LUBBOCK, Texas – In 2001, Bob Knight quickly stole the hearts of the Red Raiders when he became the new Men’s Basketball coach at Texas Tech University (TTU) after a lengthy and storied career at Indiana University.

TTU legend Bubba Jennings (1980-1985) was an assistant coach under the general from 2008 – 2013. He called him the ultimate motivator. 

“Coach Knight is a bigger-than-life figure,” Jennings said. “When he enters a room, the whole atmosphere of the room changes. Everybody gets on their toes, everybody’s alert to what’s going on.

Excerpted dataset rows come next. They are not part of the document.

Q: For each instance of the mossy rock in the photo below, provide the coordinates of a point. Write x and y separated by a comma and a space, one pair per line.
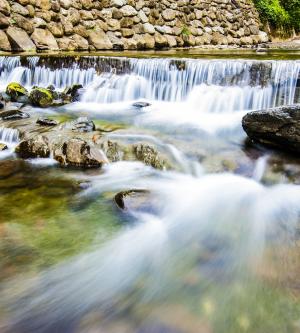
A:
41, 97
15, 90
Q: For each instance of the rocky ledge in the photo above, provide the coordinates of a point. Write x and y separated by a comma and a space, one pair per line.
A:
30, 25
278, 127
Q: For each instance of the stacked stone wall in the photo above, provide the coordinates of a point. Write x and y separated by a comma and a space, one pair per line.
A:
82, 25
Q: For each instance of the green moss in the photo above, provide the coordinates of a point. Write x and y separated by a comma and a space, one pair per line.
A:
14, 90
41, 97
284, 15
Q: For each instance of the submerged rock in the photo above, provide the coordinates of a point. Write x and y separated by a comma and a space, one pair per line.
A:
37, 146
77, 152
278, 127
13, 114
73, 92
148, 155
3, 146
15, 90
132, 199
41, 97
81, 124
46, 122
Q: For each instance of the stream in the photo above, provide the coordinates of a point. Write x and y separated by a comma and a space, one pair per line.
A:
212, 246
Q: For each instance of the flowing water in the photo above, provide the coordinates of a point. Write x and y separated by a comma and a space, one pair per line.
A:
215, 247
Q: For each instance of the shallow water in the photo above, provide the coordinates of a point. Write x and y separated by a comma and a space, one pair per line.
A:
216, 246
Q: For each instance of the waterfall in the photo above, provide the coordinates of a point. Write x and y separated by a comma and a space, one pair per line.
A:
245, 84
9, 135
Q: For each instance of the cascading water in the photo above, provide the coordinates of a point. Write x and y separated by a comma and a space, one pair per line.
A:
9, 135
204, 250
247, 84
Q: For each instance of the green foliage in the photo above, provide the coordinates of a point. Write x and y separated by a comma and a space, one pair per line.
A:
283, 14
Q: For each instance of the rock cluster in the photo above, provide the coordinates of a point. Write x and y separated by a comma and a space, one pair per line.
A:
30, 25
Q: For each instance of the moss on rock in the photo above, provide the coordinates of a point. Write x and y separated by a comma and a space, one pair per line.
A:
41, 97
15, 90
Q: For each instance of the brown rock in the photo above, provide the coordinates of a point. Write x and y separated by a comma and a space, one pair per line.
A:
81, 31
44, 39
4, 42
4, 7
74, 16
34, 147
127, 32
77, 152
67, 25
4, 21
31, 10
24, 23
99, 40
67, 44
56, 29
43, 4
160, 41
19, 39
66, 3
19, 9
81, 42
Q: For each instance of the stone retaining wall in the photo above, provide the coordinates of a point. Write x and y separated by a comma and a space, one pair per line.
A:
30, 25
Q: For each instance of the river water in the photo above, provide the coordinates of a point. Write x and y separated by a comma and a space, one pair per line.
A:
215, 247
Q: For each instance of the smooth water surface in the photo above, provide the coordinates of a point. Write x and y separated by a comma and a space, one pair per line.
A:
216, 246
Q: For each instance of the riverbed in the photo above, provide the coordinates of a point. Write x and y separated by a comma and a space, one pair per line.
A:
213, 246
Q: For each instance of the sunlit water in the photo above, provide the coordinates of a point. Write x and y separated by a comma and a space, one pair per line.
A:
215, 249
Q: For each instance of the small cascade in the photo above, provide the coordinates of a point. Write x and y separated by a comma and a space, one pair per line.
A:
210, 85
9, 135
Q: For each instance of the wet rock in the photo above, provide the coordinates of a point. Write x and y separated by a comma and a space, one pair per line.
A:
4, 42
34, 147
132, 199
3, 146
141, 104
81, 124
148, 155
77, 152
13, 114
278, 127
73, 91
15, 90
41, 97
19, 39
46, 122
113, 151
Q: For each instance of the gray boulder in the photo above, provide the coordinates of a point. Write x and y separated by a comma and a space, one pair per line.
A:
77, 152
34, 147
278, 127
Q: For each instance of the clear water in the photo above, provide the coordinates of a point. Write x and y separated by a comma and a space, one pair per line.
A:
216, 248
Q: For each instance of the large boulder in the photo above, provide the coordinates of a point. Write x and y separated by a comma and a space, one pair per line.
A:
100, 40
34, 147
4, 7
77, 152
278, 127
19, 39
41, 97
44, 39
14, 90
13, 114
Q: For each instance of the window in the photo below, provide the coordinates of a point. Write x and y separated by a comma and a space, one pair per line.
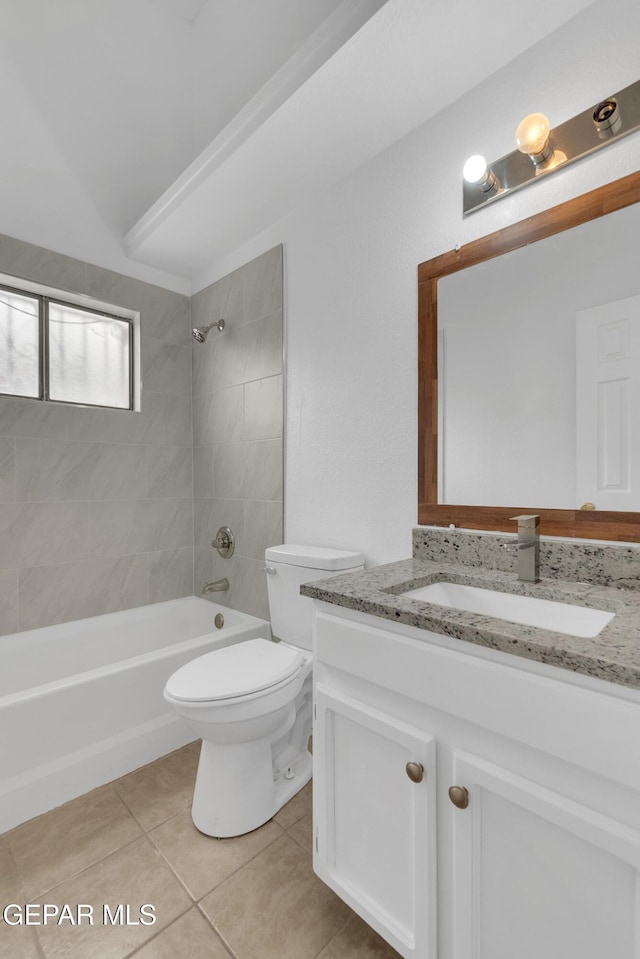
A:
56, 347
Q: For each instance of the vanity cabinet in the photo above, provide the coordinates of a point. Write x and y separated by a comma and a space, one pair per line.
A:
539, 855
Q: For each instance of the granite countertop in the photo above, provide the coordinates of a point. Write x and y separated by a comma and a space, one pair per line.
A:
613, 655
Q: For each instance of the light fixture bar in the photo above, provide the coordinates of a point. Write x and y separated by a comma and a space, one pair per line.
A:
602, 124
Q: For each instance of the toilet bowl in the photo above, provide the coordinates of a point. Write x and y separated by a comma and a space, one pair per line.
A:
251, 703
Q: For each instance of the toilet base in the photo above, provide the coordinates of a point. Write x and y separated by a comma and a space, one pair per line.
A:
235, 791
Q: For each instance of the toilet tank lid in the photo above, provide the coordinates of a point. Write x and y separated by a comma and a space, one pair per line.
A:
314, 557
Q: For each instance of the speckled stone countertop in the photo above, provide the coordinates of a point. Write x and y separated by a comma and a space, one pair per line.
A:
613, 655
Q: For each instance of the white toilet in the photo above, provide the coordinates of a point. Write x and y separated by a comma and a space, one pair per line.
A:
251, 703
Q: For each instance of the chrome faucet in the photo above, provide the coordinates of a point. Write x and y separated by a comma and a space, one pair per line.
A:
528, 547
217, 587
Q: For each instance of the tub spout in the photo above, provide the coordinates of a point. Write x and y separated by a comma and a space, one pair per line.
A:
219, 586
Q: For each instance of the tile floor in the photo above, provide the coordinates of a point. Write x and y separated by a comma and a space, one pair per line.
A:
133, 842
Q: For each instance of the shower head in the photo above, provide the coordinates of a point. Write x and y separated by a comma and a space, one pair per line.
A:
200, 333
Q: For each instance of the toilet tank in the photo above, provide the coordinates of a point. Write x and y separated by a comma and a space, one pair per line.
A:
291, 613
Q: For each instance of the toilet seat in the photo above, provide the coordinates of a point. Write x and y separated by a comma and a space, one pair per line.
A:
233, 672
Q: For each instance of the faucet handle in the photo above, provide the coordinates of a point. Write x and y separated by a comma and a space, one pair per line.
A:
527, 522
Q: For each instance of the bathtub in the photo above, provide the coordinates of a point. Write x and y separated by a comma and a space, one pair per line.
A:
81, 703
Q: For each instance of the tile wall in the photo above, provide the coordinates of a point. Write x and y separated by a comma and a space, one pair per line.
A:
238, 428
96, 506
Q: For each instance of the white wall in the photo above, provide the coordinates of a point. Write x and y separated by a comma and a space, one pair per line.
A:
350, 279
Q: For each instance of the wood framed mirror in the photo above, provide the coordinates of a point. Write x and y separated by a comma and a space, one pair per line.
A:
572, 521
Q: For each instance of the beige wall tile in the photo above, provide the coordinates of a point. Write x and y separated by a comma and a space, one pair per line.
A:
8, 601
263, 409
7, 469
170, 574
60, 594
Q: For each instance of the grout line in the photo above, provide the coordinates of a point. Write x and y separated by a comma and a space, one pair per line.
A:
217, 932
159, 932
86, 868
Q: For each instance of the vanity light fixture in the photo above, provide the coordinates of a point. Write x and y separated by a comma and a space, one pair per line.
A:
542, 150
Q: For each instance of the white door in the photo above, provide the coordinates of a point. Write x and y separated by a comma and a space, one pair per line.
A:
539, 876
608, 405
374, 826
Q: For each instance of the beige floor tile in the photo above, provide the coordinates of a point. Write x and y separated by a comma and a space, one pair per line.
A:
133, 876
201, 862
57, 845
190, 936
358, 939
18, 942
302, 832
275, 908
162, 789
296, 808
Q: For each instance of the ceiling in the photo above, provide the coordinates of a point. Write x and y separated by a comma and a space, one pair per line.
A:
184, 9
155, 136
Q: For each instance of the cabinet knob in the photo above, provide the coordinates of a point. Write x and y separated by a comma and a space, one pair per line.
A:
415, 772
459, 796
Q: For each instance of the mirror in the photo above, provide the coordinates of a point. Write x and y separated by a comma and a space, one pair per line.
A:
511, 339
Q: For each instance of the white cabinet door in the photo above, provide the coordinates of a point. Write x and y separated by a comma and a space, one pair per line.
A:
539, 875
374, 826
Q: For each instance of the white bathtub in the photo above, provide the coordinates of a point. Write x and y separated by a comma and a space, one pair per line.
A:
81, 703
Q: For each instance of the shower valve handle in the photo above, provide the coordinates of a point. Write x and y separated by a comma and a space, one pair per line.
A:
224, 542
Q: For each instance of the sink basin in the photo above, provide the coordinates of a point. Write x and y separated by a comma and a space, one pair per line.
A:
527, 610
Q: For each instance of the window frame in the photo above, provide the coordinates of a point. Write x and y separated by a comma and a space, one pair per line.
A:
47, 295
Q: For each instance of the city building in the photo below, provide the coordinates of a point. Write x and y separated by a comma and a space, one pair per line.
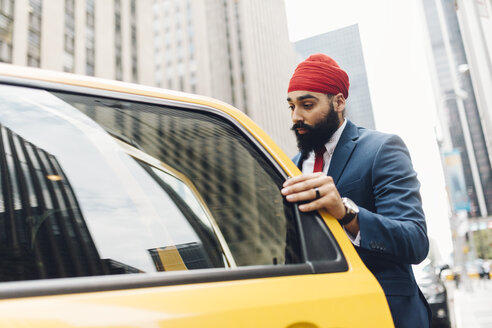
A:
475, 20
109, 39
345, 47
463, 125
235, 51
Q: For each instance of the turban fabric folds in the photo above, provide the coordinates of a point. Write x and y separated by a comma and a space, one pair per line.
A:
320, 73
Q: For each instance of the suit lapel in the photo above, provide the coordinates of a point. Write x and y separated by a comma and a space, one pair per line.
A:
343, 151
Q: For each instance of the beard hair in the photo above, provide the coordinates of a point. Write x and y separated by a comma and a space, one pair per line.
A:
317, 135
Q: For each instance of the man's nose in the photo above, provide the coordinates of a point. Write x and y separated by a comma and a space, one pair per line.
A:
296, 115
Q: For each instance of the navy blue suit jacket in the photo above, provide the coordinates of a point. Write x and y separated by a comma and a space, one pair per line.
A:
375, 171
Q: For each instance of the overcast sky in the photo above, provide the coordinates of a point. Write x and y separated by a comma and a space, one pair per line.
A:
395, 49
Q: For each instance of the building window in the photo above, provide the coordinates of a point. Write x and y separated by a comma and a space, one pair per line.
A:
118, 40
134, 45
34, 33
69, 47
90, 38
6, 29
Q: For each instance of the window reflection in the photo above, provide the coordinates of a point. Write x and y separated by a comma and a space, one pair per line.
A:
76, 204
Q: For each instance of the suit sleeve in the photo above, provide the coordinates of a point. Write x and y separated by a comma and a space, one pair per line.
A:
397, 228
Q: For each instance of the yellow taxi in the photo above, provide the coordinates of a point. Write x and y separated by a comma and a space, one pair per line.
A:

I’ve been around a lot of famous people, but none of them have the effect that Coach Knight has on a room.”

There were certainly well-documented negatives from Knight’s behavior.

“He was his own man, no question about it,” Jennings said.

However, those who worked with him and learned from him often described him as a dedicated person who changed the game and everyone around him. 

“To be able to get to know Coach behind the scenes when the cameras were off, I thought that’s where we all came to love him and get to know him because he was just a regular guy with a sense of humor,” said Jesus Arenas, who played under Knight at TTU from 2001 – 2002.

Knight made huge strides with Red Raider hoops, making March Madness four times in his first six seasons with the team.

“Coach Knight just did so much for Texas Tech, and for all of basketball,” Jennings said. “Everybody today does something that coach did and that he came up with.”

Those who knew the coaching giant shared stories of his generous nature.

“Sometimes for Christmas, we would get a bonus that was half of our salary from him,” Jennings said. “He just really, really took care of us.” 

“He thought I’d make a good coach and he paid for my education during that summer to get certified to be a teacher and then a few months later, I was working in Lubbock ISD at Dunbar and then I kind of just worked my way up,” Arenas said. “Sometimes when I have time to breathe and think, I think of coach. I’ve got his picture in my office, and a poster of our team that year. He had a big part of where I am today, so I’ll always be grateful for that.”

The coaching legend died Wednesday just six days after celebrating his 83rd birthday. 

The Hall of Famer is amongst the winningest coaches in college basketball, surpassing 900 wins. His coaching career, which spans over four decades, makes for a legacy that will be everlasting.

“I don’t think there’ll ever be another coach like Coach Knight,” Jennings said.